According to legend, Mark Twain once described a gold mine as a hole in the ground with a liar standing next to it. As the price of gold has skyrocketed, the number of holes has multiplied, as has the number of liars, and the government has increased its warnings about unscrupulous pitchmen and gold-stock scams. Sometimes there is no gold in a mine; other times, there isn't even a hole in the ground. Perhaps the only way to ascertain what's what in the world of junior gold-mining companies is to see it with your very own eyes.

Some gold-stock investors think so, and some mining companies are happy to oblige, with guided tours of properties in remote climes. Or sometimes young companies in search of investors arrange for five-star dog-and-pony shows on site. In either case, what can a first-time visitor really see? And is seeing believing? The search for answers found this reporter trekking through northern British Columbia one brilliant late-August morning, to Pretium Resources' Brucejack project in Canada's Boundary Range.

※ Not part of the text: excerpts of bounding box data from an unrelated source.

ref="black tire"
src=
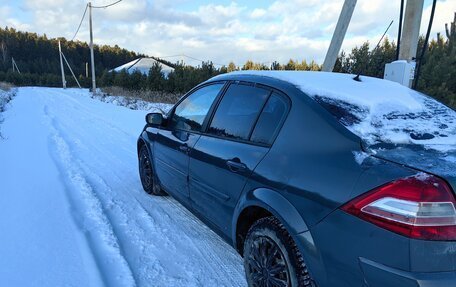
[138,145,165,195]
[244,217,315,287]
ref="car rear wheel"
[244,217,315,287]
[139,145,165,195]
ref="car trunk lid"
[368,145,456,194]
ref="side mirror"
[146,113,163,126]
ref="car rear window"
[250,92,289,145]
[208,84,271,140]
[312,92,456,149]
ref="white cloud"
[0,0,456,64]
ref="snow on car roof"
[219,71,456,151]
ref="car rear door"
[154,83,224,204]
[189,83,289,236]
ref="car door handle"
[179,144,190,153]
[226,160,247,172]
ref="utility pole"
[383,0,424,88]
[59,40,66,89]
[11,57,21,74]
[399,0,424,62]
[89,2,97,94]
[322,0,357,72]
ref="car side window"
[170,83,224,131]
[250,92,289,145]
[208,84,271,140]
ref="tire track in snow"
[44,106,136,286]
[43,91,245,286]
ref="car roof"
[211,71,456,150]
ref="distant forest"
[0,13,456,108]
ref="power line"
[71,4,89,41]
[92,0,122,9]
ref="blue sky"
[0,0,456,64]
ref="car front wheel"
[139,145,165,195]
[244,217,314,287]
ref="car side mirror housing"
[146,113,163,126]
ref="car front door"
[189,83,288,236]
[154,83,224,202]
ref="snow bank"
[223,71,456,151]
[90,92,173,114]
[0,88,16,138]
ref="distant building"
[111,58,174,78]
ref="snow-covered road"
[0,88,245,286]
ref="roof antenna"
[353,20,394,82]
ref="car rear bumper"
[360,258,456,287]
[294,210,456,287]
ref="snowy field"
[0,87,245,286]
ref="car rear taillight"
[342,173,456,240]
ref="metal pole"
[396,0,405,60]
[61,53,82,89]
[322,0,357,72]
[59,41,66,89]
[399,0,424,62]
[89,2,97,94]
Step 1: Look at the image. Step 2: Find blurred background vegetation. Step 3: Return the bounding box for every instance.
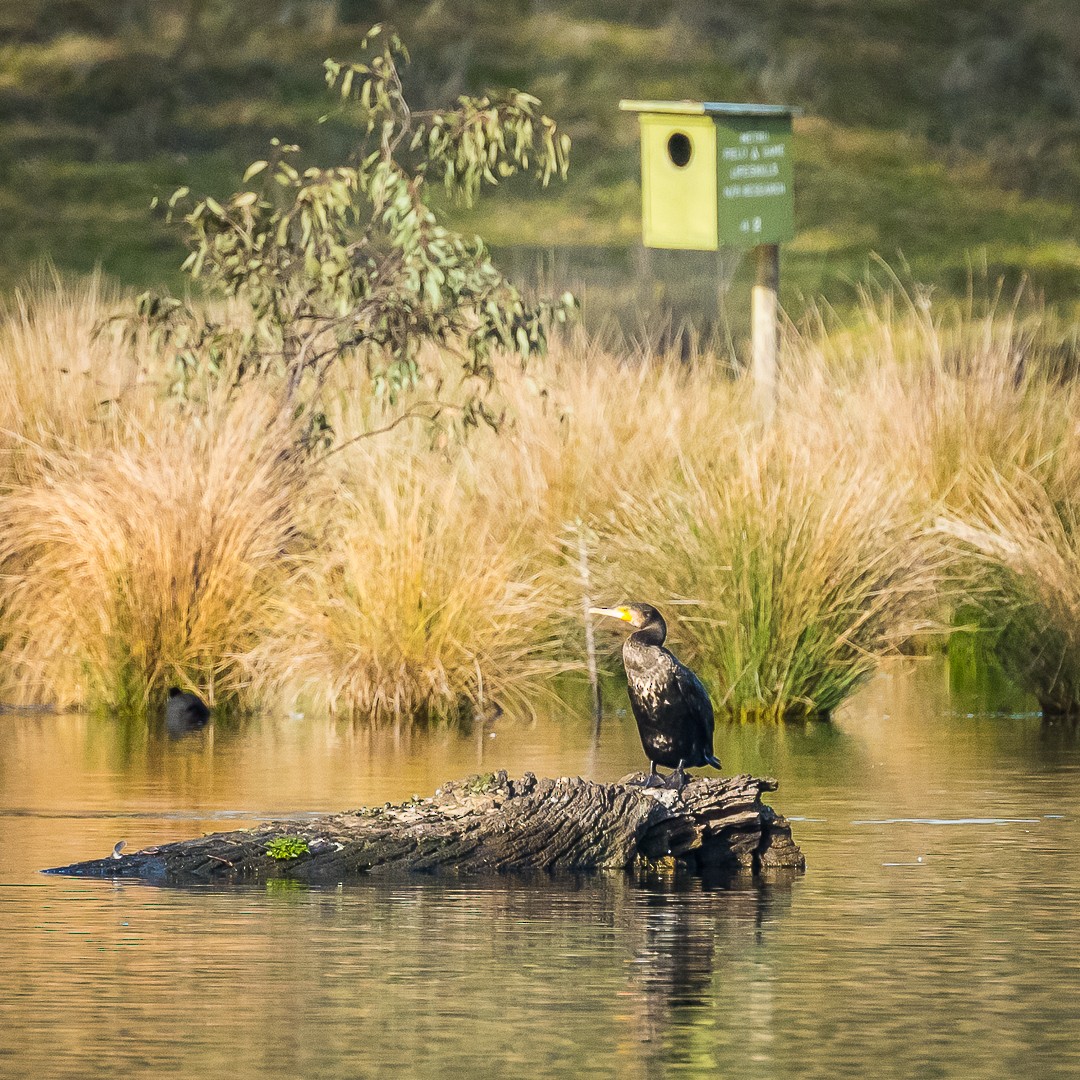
[0,0,1080,333]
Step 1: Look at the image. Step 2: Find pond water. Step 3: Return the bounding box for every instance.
[0,661,1080,1080]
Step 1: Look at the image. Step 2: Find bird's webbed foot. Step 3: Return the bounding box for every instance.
[663,764,690,792]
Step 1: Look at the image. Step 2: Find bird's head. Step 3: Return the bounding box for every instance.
[589,604,664,630]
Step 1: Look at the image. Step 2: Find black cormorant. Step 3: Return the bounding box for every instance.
[590,604,720,788]
[165,686,210,735]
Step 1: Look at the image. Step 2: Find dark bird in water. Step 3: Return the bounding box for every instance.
[590,604,720,789]
[165,686,210,735]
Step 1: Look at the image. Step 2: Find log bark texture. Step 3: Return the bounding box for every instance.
[45,771,805,885]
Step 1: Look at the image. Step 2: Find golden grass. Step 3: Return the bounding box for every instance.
[937,462,1080,716]
[608,428,940,719]
[0,393,298,712]
[0,274,1080,718]
[247,435,567,719]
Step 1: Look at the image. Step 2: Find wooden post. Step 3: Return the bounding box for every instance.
[751,244,780,419]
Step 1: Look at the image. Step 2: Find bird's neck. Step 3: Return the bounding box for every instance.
[626,622,667,648]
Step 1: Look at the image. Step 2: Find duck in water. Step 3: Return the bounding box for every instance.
[165,686,210,735]
[589,604,720,791]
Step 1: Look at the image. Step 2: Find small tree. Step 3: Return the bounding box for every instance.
[139,27,573,437]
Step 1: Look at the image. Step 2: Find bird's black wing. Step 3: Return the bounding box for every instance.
[675,661,715,755]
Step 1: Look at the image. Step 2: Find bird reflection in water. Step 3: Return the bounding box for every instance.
[622,877,791,1077]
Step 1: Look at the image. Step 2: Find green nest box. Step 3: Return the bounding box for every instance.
[619,102,796,251]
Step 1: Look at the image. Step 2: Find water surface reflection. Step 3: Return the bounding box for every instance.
[0,663,1080,1080]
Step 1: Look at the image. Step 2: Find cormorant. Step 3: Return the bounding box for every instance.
[590,604,720,789]
[165,686,210,735]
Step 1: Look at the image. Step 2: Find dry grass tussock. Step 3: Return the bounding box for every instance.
[0,390,299,713]
[0,274,1080,718]
[248,433,567,719]
[937,460,1080,716]
[606,428,941,719]
[0,272,159,491]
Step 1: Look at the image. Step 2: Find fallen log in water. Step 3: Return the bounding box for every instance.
[45,771,804,885]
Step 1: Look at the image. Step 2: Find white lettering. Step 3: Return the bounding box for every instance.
[728,161,780,180]
[724,181,787,199]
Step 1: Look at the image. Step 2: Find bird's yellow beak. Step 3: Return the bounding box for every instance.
[589,608,634,622]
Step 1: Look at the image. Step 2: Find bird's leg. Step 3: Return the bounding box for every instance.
[664,759,689,792]
[645,761,666,787]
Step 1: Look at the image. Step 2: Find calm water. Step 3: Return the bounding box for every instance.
[0,662,1080,1080]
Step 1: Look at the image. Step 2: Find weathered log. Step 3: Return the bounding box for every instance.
[45,771,804,885]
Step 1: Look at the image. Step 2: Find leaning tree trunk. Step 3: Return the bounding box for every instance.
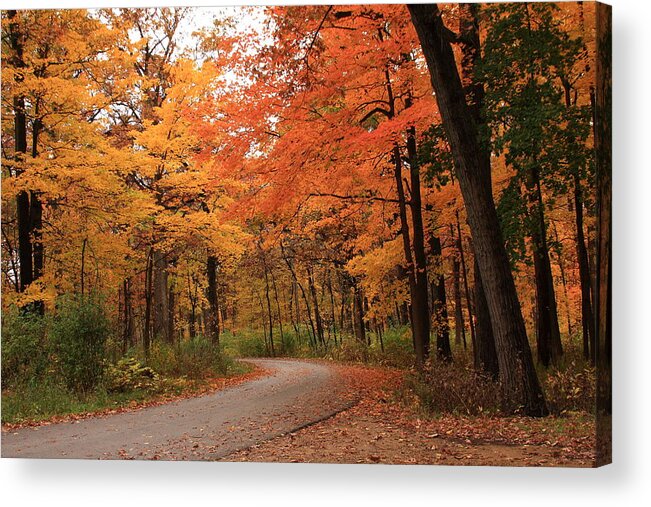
[405,121,432,359]
[206,255,219,347]
[153,249,172,342]
[475,259,500,380]
[450,224,468,349]
[7,10,34,298]
[408,4,548,416]
[457,3,499,378]
[430,235,452,361]
[527,169,563,366]
[594,4,613,416]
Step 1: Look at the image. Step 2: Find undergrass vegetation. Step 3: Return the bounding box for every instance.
[2,304,251,424]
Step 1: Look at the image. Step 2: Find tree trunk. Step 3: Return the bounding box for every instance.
[7,10,34,298]
[450,224,468,350]
[269,269,285,353]
[405,121,432,360]
[206,255,219,347]
[527,169,563,366]
[475,259,500,380]
[594,0,612,420]
[153,249,171,342]
[142,248,154,357]
[430,235,452,361]
[408,4,548,416]
[353,281,366,345]
[263,254,276,357]
[307,266,325,346]
[122,278,133,355]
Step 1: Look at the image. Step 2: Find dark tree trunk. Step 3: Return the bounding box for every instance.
[527,169,563,366]
[122,278,133,354]
[167,284,176,343]
[563,69,595,359]
[405,123,432,359]
[408,4,548,416]
[269,269,285,352]
[307,266,325,346]
[142,248,154,357]
[206,255,219,347]
[475,260,500,380]
[457,3,498,377]
[594,4,612,422]
[430,235,452,361]
[328,271,337,346]
[153,249,171,342]
[393,146,429,368]
[7,10,34,298]
[263,260,276,357]
[353,281,366,345]
[450,224,468,349]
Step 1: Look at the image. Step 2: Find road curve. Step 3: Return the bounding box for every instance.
[2,359,350,460]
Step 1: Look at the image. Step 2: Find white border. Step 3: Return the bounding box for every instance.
[0,0,651,507]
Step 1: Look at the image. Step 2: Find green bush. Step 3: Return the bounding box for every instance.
[50,296,110,393]
[542,362,597,414]
[2,307,50,387]
[105,357,161,393]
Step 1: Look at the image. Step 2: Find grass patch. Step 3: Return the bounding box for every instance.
[2,361,253,424]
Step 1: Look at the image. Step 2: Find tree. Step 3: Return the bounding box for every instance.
[408,5,547,416]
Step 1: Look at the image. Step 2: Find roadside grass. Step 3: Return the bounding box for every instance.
[2,361,253,425]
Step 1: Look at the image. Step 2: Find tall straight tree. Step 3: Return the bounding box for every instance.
[408,4,547,416]
[480,3,588,365]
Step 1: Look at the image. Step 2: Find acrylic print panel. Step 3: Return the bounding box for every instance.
[2,2,612,467]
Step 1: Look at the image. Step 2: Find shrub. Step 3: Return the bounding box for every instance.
[105,357,161,393]
[405,362,500,415]
[543,362,597,414]
[2,307,50,387]
[51,296,110,393]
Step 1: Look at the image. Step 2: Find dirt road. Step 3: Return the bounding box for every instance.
[2,359,351,460]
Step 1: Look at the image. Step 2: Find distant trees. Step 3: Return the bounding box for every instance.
[2,3,609,415]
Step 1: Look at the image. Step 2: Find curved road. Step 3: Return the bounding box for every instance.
[2,359,350,460]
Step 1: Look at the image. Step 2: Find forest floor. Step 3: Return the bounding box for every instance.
[223,365,595,467]
[2,359,595,467]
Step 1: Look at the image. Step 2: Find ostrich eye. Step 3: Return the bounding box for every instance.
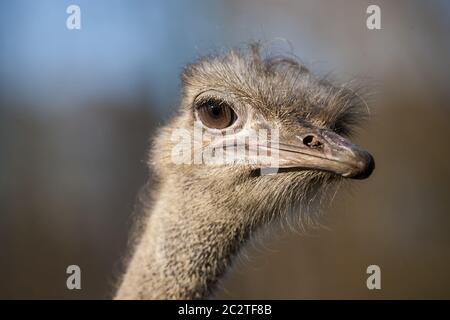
[197,100,237,129]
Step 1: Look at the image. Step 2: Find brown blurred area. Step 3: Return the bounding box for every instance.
[0,0,450,299]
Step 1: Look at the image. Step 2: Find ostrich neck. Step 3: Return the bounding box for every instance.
[116,179,248,299]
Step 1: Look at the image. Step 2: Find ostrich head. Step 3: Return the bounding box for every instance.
[151,45,374,230]
[117,46,374,299]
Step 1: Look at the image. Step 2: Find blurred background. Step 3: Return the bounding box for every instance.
[0,0,450,299]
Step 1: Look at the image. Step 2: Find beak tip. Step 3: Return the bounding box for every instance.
[351,151,375,179]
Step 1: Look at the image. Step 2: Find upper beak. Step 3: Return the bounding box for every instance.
[272,129,375,179]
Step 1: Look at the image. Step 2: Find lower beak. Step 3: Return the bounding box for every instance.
[271,129,375,179]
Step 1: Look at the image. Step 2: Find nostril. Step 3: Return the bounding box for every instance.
[303,135,322,148]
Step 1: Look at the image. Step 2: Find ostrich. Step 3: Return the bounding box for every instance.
[115,44,374,299]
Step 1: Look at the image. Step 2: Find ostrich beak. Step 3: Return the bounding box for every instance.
[272,129,375,179]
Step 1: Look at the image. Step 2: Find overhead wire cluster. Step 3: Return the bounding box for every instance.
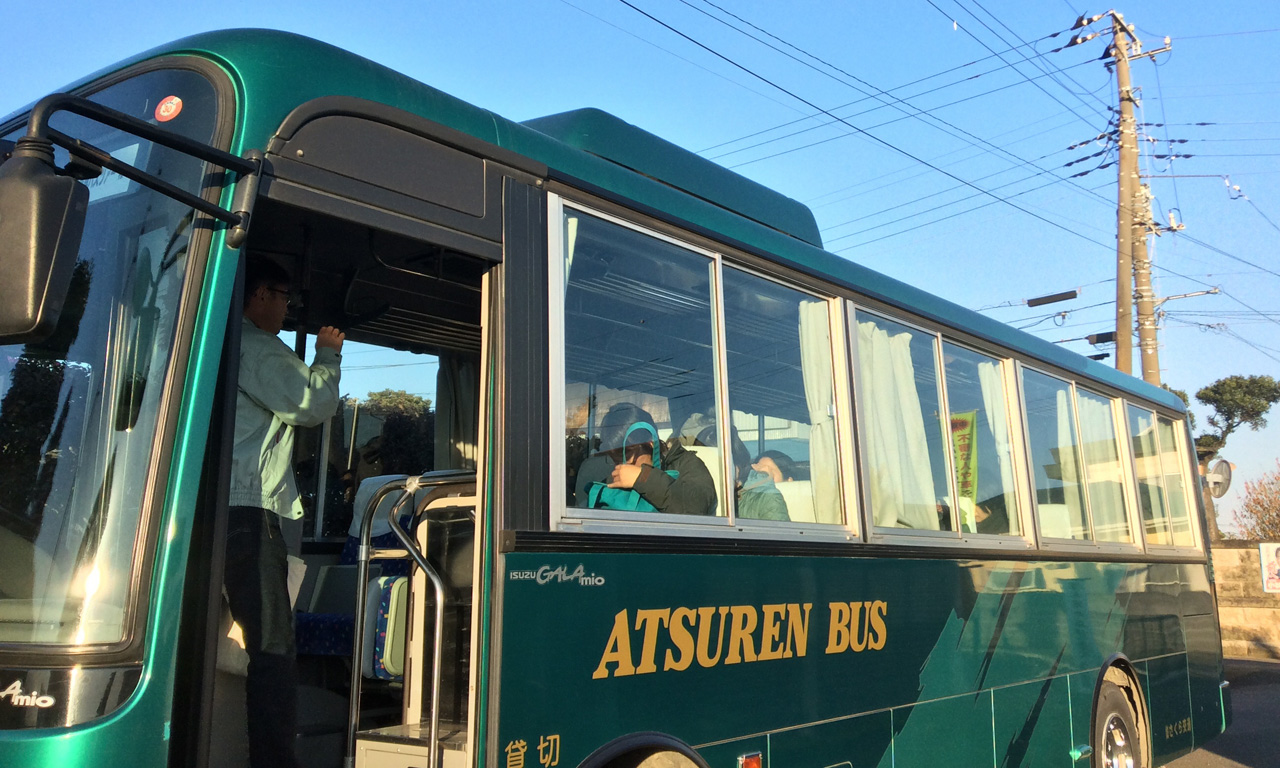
[583,0,1280,366]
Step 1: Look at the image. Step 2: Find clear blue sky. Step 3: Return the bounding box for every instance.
[0,0,1280,522]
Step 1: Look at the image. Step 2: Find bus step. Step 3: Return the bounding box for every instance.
[356,723,468,768]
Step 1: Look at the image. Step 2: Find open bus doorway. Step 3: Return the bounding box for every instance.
[209,200,490,768]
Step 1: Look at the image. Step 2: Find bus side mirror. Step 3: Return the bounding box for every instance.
[0,138,88,344]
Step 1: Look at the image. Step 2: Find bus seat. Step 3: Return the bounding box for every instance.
[685,445,730,513]
[361,576,408,681]
[307,564,372,616]
[1036,504,1071,539]
[777,480,818,522]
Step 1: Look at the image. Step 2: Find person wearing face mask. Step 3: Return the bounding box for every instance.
[223,259,346,768]
[573,403,716,515]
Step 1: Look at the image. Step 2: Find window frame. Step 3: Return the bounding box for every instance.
[940,335,1038,549]
[1018,361,1146,554]
[1073,381,1146,552]
[1124,398,1208,554]
[547,189,859,541]
[717,255,849,540]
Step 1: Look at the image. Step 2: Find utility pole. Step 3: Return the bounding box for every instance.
[1111,12,1138,374]
[1090,10,1170,385]
[1133,184,1160,387]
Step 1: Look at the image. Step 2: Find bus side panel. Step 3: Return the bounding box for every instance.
[992,677,1074,768]
[1068,669,1098,748]
[893,691,996,765]
[1181,566,1222,745]
[1144,653,1193,765]
[1183,616,1222,745]
[762,712,893,768]
[497,552,1187,764]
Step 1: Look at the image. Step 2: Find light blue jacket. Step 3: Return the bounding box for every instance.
[229,319,342,520]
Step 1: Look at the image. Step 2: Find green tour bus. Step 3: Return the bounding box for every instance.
[0,29,1230,768]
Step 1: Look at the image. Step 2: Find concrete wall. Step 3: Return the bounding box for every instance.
[1213,541,1280,659]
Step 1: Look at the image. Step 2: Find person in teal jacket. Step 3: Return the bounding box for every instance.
[223,259,346,768]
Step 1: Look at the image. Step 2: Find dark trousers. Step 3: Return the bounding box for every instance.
[223,507,298,768]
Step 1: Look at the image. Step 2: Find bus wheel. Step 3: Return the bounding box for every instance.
[609,750,696,768]
[1093,681,1146,768]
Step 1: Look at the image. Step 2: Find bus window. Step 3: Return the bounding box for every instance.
[942,343,1021,535]
[1156,416,1196,547]
[1129,406,1174,547]
[1076,389,1133,543]
[564,210,726,516]
[724,269,841,524]
[858,312,955,531]
[289,334,455,540]
[1023,370,1089,540]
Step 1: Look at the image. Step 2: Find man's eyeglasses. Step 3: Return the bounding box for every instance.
[264,285,302,310]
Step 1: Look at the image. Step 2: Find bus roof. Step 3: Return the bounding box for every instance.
[22,29,1184,411]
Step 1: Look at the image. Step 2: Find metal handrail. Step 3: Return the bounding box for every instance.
[389,479,444,768]
[344,471,475,768]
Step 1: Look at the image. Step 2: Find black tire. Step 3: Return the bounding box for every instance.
[609,750,698,768]
[1092,680,1147,768]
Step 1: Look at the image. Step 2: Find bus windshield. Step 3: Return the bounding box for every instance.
[0,69,218,648]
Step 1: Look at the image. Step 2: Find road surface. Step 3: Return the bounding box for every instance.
[1169,659,1280,768]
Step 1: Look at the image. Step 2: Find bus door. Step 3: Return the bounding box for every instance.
[199,99,544,768]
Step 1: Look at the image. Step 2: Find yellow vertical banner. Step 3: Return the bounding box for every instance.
[951,411,978,524]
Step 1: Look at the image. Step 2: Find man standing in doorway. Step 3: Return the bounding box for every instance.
[223,259,346,768]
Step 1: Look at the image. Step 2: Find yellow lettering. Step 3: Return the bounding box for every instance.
[636,608,671,675]
[724,605,759,664]
[849,603,870,653]
[756,604,787,662]
[698,605,728,667]
[782,603,813,659]
[827,603,849,653]
[867,600,888,650]
[662,608,698,672]
[591,611,636,680]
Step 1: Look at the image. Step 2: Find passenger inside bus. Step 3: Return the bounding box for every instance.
[575,403,717,515]
[210,200,490,768]
[737,451,796,520]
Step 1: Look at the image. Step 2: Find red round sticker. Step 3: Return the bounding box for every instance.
[156,96,182,123]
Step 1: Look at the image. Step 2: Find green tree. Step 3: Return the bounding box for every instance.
[1196,376,1280,540]
[1235,460,1280,541]
[361,389,431,419]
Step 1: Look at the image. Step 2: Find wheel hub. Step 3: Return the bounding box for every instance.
[1102,714,1134,768]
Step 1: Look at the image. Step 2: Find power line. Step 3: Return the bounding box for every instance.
[618,0,1110,248]
[680,0,1121,218]
[709,61,1093,168]
[924,0,1116,125]
[1178,28,1280,40]
[696,29,1061,156]
[951,0,1110,115]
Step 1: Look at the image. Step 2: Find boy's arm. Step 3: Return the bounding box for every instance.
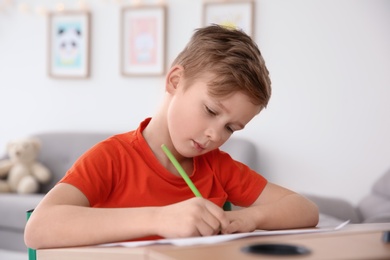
[222,183,319,233]
[24,183,229,249]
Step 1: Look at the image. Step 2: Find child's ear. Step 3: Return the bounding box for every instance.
[165,65,183,93]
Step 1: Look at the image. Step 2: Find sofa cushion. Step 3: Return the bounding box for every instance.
[0,193,44,230]
[306,194,361,223]
[34,132,113,193]
[358,193,390,222]
[372,169,390,200]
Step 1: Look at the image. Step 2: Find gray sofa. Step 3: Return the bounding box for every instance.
[306,169,390,226]
[0,132,258,252]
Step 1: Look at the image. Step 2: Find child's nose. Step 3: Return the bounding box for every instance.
[206,126,221,142]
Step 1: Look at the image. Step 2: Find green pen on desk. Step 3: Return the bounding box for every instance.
[161,144,202,197]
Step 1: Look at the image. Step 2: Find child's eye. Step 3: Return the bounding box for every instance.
[205,106,217,116]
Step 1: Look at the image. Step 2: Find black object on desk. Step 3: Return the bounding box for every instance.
[242,243,310,255]
[382,231,390,243]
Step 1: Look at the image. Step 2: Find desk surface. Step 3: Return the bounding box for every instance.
[37,223,390,260]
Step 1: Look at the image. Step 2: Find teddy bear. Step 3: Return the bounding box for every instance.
[0,137,51,194]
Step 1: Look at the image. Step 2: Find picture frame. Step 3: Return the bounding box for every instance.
[203,0,255,37]
[48,11,91,79]
[120,5,167,76]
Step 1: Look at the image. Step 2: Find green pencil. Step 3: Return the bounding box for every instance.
[161,144,202,197]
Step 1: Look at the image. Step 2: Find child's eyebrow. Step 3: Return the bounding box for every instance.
[215,101,245,130]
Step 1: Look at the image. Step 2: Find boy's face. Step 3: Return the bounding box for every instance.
[167,75,261,157]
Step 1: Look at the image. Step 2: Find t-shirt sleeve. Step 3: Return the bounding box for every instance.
[59,140,117,206]
[215,150,268,207]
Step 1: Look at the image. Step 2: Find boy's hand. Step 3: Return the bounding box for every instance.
[156,198,229,238]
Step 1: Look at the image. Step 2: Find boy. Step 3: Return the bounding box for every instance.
[25,25,318,248]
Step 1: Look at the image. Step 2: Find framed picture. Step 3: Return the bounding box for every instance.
[203,0,255,37]
[48,11,91,78]
[120,5,166,76]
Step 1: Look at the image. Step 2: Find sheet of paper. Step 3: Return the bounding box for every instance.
[100,220,349,247]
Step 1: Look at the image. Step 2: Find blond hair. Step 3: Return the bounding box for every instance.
[172,25,271,107]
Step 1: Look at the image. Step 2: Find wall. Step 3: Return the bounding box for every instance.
[0,0,390,203]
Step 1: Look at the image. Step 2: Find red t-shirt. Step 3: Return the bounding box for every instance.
[60,119,267,208]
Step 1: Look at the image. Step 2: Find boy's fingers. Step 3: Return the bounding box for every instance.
[206,202,230,233]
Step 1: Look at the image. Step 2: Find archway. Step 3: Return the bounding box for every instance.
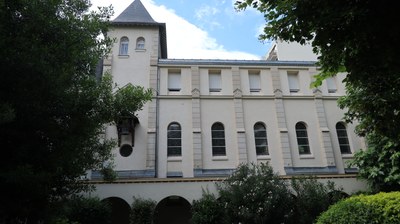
[103,197,131,224]
[154,196,192,224]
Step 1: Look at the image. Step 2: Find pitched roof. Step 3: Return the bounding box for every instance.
[111,0,167,58]
[113,0,157,24]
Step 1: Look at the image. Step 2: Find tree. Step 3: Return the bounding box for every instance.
[290,176,345,224]
[0,0,151,223]
[218,164,293,224]
[129,197,157,224]
[192,189,229,224]
[350,133,400,192]
[235,0,400,191]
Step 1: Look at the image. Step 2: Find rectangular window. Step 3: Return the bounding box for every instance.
[208,70,222,92]
[168,69,181,92]
[249,71,261,92]
[287,72,300,93]
[326,77,337,93]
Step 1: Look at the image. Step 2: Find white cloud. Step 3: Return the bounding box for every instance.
[92,0,260,60]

Pretium is a small Vancouver-based exploration company, whose shares (ticker: PVG.Canada) trade on the Toronto Stock Exchange. Founded last October, the company went public in December at six Canadian dollars per share, and now trades at C$12 (roughly $12). It doesn't actually produce gold yet, but CEO Robert Quartermain says that could happen by 2015 or 2016. According to Quartermain, Brucejack and the company's nearby Snowfield deposit constitute the fifth-largest undeveloped gold resource in the world. He calls the properties "the most exciting thing" he's been involved with in 35 years in the mining business. A preliminary economic assessment in early June estimated that Brucejack could produce an average of 173,200 ounces of gold a year.Angus MacGillivray for Barron'sGold_Art

Pretium Resources says its Brucejack and Snowfield prospects in British Columbia constitute the fifth largest undeveloped gold resource in the world.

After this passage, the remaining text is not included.